Du côté des requérants, on s’attacha à montrer que l’existence récente d’un statut du partenariat enregistré ouvert aux homosexuels ne change rien aux demandes des deux « quadras » homosexuels, parce qu’il les place dans une situation d’« inégalité » par rapport aux couples hétérosexuels qui ont le choix de se marier. Cela « maintient une différence de traitement selon le sexe et donc une discrimination »
Toute distinction, souligna le conseil de Kopf et Schwarz, « doit être vraiment nécessaire pour atteindre un objectif légitime », et pour lui elle ne se justifie pas dans le cas du mariage refusé aux couples homosexuels, n’étant « pas conforme à l’acception actuelle des droits fondamentaux ».
Le partenariat enregistré ne suffit pas, parce que, ne mentionnant pas les enfants, celui-ci écarte d’emblée les partenaires des prestations accordées pour la « promotion de la famille », et que (vous allez rire) il ne comporte aucune mention de « fiançailles » ou de « promesse » comme la promesse de mariage. Etant réduits à enregistrer leur partenariat dans un bureau de l’administration, et non à la mairie ou au tribunal, privés des bienfaits de l’inscription à l’état civil, les couples homosexuels sont par là même victimes d’une « discrimination et d’une humiliation »…
Passons rapidement sur l’intervention groupée des associations de défense des droits gays qui ont souligné le nombre de pays où désormais les unions homosexuelles jouissent de droits égaux par rapport à ceux du mariage, pour évoquer simplement cette phrase, assénée comme une certitude : « Aucun argument rationnel ne permet d’écarter les couples homosexuels du mariage », pourquoi « imposer » les « arguments religieux d’une minorité » ? Pour eux, la différence de traitement peut s’assimiler à la « ségrégation raciale » qui déclare les différents groupes « séparés mais égaux », et cela n’est bien sûr pas acceptable.
La fin de l’audience, réservée aux questions des juges, allait achever de montrer la gêne de la représentante de l’Autriche qui n’a jamais abordé le fond de la question. Les juges l’ont indirectement souligné en posant des questions sur la manière dont l’Autriche pensait pouvoir justifier poursuivre un « objectif légitime » en interdisant le mariage aux homosexuels, en demandant aussi à sa représentante pourquoi celui-ci ne leur est pas accordé vu que, selon ses propres dires, il comporte quasiment les mêmes droits et devoirs que le partenariat enregistré avec un « statut juridique quasi identique ».
L’agente de l’Autriche souligna que la différence concerne presque seulement les enfants. Et s’arrêta là sur ce point. Pourtant elle avait demandé une suspension d’audience pour pouvoir « préparer sa réponse » : visiblement, elle n’était pas « briefée » sur les raisons pour lesquelles on peut estimer légitime que le mariage n’existe qu’entre un homme et une femme.
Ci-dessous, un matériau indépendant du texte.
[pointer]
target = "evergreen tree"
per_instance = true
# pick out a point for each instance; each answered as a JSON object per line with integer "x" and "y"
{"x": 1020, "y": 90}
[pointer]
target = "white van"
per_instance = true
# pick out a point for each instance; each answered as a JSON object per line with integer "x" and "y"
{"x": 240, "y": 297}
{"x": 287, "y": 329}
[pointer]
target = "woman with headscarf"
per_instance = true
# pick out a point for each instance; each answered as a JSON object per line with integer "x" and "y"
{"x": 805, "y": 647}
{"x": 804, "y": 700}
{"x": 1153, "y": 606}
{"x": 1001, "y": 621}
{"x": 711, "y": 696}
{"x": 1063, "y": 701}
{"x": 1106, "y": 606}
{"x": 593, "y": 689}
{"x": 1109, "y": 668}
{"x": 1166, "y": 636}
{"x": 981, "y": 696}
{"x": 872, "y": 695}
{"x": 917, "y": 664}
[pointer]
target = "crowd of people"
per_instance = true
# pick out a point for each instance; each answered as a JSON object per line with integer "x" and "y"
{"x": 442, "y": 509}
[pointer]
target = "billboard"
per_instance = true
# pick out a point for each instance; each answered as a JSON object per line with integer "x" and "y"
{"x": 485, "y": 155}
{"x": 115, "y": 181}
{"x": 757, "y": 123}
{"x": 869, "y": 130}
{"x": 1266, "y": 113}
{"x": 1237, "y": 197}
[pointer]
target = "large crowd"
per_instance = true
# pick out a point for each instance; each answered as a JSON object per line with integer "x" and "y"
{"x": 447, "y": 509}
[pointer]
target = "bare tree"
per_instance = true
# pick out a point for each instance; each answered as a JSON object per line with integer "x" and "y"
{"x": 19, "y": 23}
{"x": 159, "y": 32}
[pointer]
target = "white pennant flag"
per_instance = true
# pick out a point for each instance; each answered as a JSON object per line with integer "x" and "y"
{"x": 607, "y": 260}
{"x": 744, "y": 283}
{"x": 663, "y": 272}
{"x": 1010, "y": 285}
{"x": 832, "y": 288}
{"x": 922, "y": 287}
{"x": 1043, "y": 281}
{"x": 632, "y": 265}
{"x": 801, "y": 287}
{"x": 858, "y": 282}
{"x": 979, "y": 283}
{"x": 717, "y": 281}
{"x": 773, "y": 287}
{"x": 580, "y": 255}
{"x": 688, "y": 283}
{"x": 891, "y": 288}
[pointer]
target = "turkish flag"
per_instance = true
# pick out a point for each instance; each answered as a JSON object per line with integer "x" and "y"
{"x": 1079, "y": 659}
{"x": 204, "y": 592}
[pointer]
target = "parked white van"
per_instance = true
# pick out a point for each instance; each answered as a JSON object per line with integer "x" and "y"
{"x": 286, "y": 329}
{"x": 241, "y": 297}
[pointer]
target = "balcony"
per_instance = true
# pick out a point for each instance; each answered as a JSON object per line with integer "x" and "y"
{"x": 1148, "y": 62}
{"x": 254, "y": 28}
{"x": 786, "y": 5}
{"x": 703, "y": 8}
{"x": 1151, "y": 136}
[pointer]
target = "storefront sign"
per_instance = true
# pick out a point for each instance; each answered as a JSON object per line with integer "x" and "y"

Tactique ? Peur d’une dénonciation pour homophobie ? Le fait est que le fond de la question n’a pas été évoquée, ni de près ni de loin, l’important semblant être de soutenir coûte que coûte que, « à l’exception des enfants », les homosexuels en Autriche ont déjà tous les droits des couples mariés.
La chambre de la CEDH a mis l’affaire en délibéré à une date indéterminée, tant sur la responsabilité que sur le fond. Comme la décision n’émanera pas de la Grande chambre elle sera susceptible d’appel.